Cotisation de solidarité malades de longue durée
La loi du 19 décembre 2025 prévoit une cotisation de solidarité, perçue par le biais d'un avis de débit sur une base trimestrielle, pour certains employeurs qui ont des travailleurs malades de longue durée en service. La perception par le biais de l'avis de débit s'effectue au cours du 3e trimestre suivant le trimestre au cours duquel l'incapacité de travail primaire a débuté, en même temps que le prélèvement des cotisations de sécurité sociale du trimestre concerné. Seules les incapacités de travail primaires qui ont débuté à partir du 1er janvier 2026 entrent en ligne de compte.
Cette cotisation de solidarité remplace la cotisation de responsabilisation des employeurs en matière d'invalidité.
Employeurs concernés
Il s'agit des employeurs
- qui occupent des travailleurs assujettis à la loi du 27 juin 1969, tant dans le secteur privé que dans le secteur public
- et qui ont en service en moyenne 50 travailleurs ou plus (pour cela, on regarde le 'code d'importance' attribué à l'entreprise à (Q - 1) suivant le comptage dans le cadre de l'application ou non de la cotisation 1,60 %).
Travailleurs concernés
Il s'agit des travailleurs majeurs qui n'ont pas encore atteint l'âge de 55 ans à la date de début de l'incapacité de travail primaire et qui sont reconnus en incapacité de travail depuis plus de 30 jours.
Sont exclus:
- Les intérimaires
- Les travailleurs exerçant un flexi-job
- Les travailleurs occasionnels dans les secteurs horticole et agricole, dans l'horeca et dans les pompes funèbres
- Les parents d'accueil 'sui generis'
- Les apprentis - formation en alternance
- Les personnes handicapées, les personnes avec une limitation psychosociale au travail ou les personnes extrêmement vulnérables, reconnues par la Communauté ou la Région compétente et occupées dans une entreprise de travail adapté, un atelier social ou un 'maatwerkbedrijf' (commission paritaire 327).

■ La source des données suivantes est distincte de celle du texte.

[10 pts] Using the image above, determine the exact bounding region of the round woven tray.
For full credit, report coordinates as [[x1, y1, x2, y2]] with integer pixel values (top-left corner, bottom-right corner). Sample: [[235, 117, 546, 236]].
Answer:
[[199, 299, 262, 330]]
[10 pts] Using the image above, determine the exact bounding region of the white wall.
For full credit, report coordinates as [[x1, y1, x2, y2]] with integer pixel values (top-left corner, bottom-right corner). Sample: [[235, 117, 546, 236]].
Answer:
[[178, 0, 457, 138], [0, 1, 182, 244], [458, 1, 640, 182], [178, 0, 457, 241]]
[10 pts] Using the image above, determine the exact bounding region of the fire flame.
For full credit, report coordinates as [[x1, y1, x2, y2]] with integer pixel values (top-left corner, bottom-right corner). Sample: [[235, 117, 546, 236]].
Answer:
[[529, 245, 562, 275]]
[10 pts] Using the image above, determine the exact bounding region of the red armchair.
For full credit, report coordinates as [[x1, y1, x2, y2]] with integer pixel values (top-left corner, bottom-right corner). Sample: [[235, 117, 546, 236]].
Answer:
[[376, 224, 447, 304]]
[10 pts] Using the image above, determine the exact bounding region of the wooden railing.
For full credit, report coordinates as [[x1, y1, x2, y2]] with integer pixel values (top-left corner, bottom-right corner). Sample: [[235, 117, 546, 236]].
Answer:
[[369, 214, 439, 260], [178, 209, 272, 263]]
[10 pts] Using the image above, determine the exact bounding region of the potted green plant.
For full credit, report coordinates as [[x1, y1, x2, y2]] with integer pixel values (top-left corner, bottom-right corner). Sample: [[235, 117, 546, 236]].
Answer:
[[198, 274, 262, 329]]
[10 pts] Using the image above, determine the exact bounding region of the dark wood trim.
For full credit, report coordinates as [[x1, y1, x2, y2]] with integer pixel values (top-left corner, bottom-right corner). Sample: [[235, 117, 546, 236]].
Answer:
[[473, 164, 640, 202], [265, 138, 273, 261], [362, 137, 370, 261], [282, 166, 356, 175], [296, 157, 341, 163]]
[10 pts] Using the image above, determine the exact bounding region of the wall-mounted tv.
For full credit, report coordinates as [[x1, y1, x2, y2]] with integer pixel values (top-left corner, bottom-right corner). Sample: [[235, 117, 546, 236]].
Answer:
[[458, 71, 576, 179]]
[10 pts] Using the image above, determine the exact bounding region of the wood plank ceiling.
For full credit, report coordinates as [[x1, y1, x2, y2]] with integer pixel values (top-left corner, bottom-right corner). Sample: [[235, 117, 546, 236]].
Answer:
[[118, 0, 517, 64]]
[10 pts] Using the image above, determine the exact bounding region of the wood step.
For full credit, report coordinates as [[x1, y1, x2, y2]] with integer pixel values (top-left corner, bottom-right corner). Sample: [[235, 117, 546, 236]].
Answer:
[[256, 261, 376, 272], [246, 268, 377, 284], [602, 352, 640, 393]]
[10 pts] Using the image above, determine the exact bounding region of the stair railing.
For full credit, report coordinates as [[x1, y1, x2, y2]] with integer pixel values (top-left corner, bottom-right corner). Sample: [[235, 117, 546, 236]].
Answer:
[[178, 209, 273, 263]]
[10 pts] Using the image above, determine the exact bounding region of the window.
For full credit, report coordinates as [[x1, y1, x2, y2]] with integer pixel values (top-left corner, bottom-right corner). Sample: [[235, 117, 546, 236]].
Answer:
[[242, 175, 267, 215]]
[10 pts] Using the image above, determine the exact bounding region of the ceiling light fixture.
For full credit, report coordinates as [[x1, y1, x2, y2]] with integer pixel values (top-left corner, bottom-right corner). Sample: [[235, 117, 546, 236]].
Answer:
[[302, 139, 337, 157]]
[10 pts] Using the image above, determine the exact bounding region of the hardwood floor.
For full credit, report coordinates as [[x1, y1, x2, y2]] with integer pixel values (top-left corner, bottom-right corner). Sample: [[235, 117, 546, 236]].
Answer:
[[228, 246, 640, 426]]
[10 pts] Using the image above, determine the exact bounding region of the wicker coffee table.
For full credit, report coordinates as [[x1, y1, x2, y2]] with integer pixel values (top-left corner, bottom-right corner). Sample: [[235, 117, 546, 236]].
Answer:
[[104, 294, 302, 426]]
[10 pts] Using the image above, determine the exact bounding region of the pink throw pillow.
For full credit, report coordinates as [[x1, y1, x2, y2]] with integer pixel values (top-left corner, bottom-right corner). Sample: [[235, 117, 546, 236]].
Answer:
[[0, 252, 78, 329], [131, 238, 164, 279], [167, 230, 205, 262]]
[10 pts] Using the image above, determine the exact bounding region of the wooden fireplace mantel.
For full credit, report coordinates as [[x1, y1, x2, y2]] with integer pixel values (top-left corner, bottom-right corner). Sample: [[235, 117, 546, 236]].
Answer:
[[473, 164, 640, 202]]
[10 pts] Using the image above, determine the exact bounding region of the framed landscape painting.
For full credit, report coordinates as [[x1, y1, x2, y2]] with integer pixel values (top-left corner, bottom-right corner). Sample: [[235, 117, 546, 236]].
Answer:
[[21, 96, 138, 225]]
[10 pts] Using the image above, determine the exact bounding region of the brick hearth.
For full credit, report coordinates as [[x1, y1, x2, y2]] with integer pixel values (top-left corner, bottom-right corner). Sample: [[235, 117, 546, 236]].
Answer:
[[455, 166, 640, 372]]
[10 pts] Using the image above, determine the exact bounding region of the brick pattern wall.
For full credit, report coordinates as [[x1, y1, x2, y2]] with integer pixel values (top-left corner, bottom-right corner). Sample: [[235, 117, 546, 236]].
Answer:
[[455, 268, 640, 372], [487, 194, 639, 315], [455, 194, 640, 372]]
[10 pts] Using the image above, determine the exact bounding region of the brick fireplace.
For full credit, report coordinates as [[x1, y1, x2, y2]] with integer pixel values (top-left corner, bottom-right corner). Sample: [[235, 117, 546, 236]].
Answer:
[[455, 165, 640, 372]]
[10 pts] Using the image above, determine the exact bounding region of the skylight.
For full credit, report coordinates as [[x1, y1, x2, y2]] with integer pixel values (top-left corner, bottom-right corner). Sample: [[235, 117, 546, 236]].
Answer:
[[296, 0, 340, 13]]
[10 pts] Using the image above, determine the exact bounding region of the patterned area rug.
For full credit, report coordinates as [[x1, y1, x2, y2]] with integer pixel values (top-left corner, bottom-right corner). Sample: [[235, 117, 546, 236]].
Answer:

Les travailleurs salariés dont l'incapacité de travail primaire débute durant les trente premiers jours à partir du début de l'occupation auprès de l'employeur concerné sont également exclus.
Calcul et montant de la cotisation
Cette cotisation s'élève à 30% de la somme des indemnités d'incapacité primaire dues pour la période de 2 mois, calculée de date à date, à partir du 31ème jour d'incapacité de travail primaire du travailleur .
Ne font pas partie de la base de calcul de la cotisation:
- Les indemnités d’incapacité de travail pendant la période de reprise de travail autorisé pour laquelle le montant de l'indemnité d'incapacité primaire est réduit en application de la règle de cumul visée à l'article 230, § 1er, de l'arrêté royal du 3 juillet 1996, coordonnée le 14 juillet 1994.
- Les indemnités d’incapacité de travail pendant la période de reprise de travail autorisé exercé, en dehors du circuit normal du travail, dans une entreprise relevant de la commission paritaire 327 pour les entreprises de travail adapté, les ateliers sociaux et les 'maatwerkbedrijven'.
- La partie du montant de l'indemnité d'incapacité primaire découlant de la rémunération perdue prise en considération pour la détermination du montant de l'allocation de chômage.
Dispositions spécifiques
Lorsque l'occupation prend fin au cours de la période de 2 mois, la cotisation s'élève à 30% du montant des indemnités d'incapacité primaire dues à partir du 31ème jour d'incapacité de travail primaire jusqu'à la date de fin de l'occupation du travailleur concerné.
Si un travailleur est occupé chez plusieurs employeurs, le montant de l'indemnité d'incapacité primaire à prendre en considération pour calculer la cotisation de solidarité est fixé proportionnellement en fonction de la part de chaque employeur dans la rémunération totale que le travailleur a perdue en raison de l'incapacité de travail, sans l'application du montant maximum de la rémunération visée à l'article 87 de la loi du 14 juillet 1994.
Les périodes de protection de la maternité ne suspendent pas la période de 2 mois. La cotisation reste due mais est uniquement calculée sur la somme des indemnités d'incapacité primaire dues pour cette période de 2 mois.